I didn’t mention the potato peel to Bill. It would sound even crazier than the business with the butterfly wings.

After dinner, Lucy seemed more like her usual sweet self. She sang her ‘I Like Bubbles’ song at bath time. She was angelic for hair-washing, scrunching her eyes shut and holding her breath like she was diving under the waves as I rinsed out her hair.

‘I like your skin.’ She grabbed my forearm as I wiped the water from her brow, her little fingers poking and feeling along my damp wrist. ‘It feels nice.’

‘Oh. Thanks.’ I pulled my arm back.

‘Mummy, why don’t people have wings?’

‘We’re not born with them, sweetie.’

‘Neither are caterpillars.’

‘No, but they grow them when they become butterflies. People don’t become butterflies.’

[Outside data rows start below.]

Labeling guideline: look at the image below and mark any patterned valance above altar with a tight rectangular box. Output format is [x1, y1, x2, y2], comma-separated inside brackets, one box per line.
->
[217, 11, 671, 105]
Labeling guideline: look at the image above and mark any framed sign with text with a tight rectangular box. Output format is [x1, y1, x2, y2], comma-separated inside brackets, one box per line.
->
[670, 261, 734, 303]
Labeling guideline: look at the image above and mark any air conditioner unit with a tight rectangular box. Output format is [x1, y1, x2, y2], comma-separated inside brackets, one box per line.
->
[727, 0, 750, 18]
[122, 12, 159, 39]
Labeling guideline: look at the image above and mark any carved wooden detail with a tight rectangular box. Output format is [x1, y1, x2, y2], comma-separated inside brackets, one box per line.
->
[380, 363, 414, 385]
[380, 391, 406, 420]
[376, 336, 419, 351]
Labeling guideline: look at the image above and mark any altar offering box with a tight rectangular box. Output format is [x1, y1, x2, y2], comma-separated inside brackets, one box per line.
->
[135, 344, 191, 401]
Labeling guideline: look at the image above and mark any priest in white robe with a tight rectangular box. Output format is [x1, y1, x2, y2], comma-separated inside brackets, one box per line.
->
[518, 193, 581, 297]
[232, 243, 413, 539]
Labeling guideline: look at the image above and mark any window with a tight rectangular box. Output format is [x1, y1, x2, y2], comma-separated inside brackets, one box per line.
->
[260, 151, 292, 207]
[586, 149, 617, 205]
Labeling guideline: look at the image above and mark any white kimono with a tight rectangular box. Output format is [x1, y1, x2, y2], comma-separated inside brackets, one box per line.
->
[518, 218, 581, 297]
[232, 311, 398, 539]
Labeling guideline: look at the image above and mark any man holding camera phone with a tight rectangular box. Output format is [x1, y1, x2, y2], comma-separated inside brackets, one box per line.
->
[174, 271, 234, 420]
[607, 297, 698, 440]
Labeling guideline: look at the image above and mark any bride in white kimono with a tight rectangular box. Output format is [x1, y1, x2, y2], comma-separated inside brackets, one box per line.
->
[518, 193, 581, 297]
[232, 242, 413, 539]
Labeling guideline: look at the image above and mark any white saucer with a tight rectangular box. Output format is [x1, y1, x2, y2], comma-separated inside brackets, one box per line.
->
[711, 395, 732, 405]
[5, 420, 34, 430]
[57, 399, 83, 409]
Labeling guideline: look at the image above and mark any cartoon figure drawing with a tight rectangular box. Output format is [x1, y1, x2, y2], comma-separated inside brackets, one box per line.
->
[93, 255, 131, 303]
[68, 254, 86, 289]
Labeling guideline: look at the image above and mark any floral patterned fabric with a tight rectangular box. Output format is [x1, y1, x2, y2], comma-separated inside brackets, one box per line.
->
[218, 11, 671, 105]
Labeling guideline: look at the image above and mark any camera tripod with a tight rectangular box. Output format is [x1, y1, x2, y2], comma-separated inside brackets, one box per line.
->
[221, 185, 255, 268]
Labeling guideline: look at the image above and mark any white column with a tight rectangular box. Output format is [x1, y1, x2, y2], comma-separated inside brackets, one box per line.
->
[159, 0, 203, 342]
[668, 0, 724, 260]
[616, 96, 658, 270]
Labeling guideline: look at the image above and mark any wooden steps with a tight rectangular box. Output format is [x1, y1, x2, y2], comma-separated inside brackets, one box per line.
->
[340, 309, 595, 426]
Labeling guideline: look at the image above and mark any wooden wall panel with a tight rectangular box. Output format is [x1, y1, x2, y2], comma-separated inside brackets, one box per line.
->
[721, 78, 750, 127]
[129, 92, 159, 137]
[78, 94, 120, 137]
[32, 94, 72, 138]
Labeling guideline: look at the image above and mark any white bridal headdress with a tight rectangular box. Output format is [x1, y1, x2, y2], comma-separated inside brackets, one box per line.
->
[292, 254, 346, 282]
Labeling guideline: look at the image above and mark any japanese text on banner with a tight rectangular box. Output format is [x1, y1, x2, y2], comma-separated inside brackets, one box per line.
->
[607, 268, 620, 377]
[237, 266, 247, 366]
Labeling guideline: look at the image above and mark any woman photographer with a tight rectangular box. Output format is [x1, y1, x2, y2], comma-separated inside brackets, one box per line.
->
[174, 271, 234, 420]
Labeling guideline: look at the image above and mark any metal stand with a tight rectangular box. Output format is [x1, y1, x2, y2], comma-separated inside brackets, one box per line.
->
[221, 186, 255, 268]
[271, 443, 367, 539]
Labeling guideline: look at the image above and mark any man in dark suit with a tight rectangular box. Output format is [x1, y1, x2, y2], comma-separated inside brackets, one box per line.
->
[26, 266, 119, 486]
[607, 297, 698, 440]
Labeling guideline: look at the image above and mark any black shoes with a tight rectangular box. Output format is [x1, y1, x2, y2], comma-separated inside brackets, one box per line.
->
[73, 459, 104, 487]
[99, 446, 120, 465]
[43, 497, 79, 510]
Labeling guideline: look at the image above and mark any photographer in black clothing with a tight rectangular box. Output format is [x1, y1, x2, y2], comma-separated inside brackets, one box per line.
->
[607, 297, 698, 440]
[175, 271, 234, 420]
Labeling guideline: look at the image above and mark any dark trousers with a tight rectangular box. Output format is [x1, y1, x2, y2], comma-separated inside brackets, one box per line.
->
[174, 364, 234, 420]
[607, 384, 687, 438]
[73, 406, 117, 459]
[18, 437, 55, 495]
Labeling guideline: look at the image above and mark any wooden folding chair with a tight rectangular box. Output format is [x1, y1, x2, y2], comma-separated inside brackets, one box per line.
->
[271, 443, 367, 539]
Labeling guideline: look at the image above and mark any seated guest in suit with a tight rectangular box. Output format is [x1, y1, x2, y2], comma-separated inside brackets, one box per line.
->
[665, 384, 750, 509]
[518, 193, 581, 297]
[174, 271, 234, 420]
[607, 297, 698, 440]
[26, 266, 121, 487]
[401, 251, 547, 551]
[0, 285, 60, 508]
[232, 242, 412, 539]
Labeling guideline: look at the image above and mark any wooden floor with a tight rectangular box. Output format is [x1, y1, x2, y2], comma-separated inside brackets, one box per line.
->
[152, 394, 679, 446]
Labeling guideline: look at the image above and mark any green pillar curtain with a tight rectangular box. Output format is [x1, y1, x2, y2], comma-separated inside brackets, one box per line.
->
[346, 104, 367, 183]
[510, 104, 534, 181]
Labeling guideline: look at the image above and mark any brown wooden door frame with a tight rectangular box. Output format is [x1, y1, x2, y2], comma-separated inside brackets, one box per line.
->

‘No, silly,’ Lucy giggled. ‘They die, die, die, and then they become angels. With wings.’

She reached her dripping hands behind me in an awkward hug and squeezed the skin of my back. Where my wings would be.

‘Lucy, stop it. That’s not funny.’ I stood up, my voice stern to mask my fear, but she kept laughing. ‘Bill,’ I called down the hall. ‘Can you come down here?’

Lucy was still giggling when Bill reached the bathroom. I gave him the look but he just grinned at Lucy.

‘What’s all this noise about? Is it you, little Miss Giggles, huh?’ He knelt down by the bath and splashed the water at Lucy who squealed in delight.

‘Don’t, Bill.’

‘Don’t what? Splash the giggle monster into submission?’ he joked. ‘Go have a sit down. Relax. I’ll take care of this.’

I watched him playing with our cute little girl, flapping and laughing in delight. Was my imagination running wild? How could I let the words of a four-year-old girl, my daughter, get under my skin?

‘OK, don’t get her over-excited,’ I muttered. ‘It’s nearly bedtime.’

A glass of red and half an hour of TV blotted out most of my worries. By the time I kissed Lucy goodnight, she was just my lovely daughter again. I resolved to get a good night’s sleep and headed to bed. My exhaustion was obvious as soon as I slid between the sheets. I could barely keep my eyes open and I fell asleep within minutes of turning the lights off.

I woke in the night with a terrible sense of danger. Unsure whether I’d had a nightmare or woken up to one, I blinked in the dark, my own breathing drowned out by Bill’s heavy snores. A glint of something silver flashed a few inches from my eyes and a familiar shape stood by the bed.

‘I want to peel off your skin,’ she whispered, her small hand pressed against my left cheek, the cold steel of the peeler on the other. ‘You’ll be a beautiful angel.’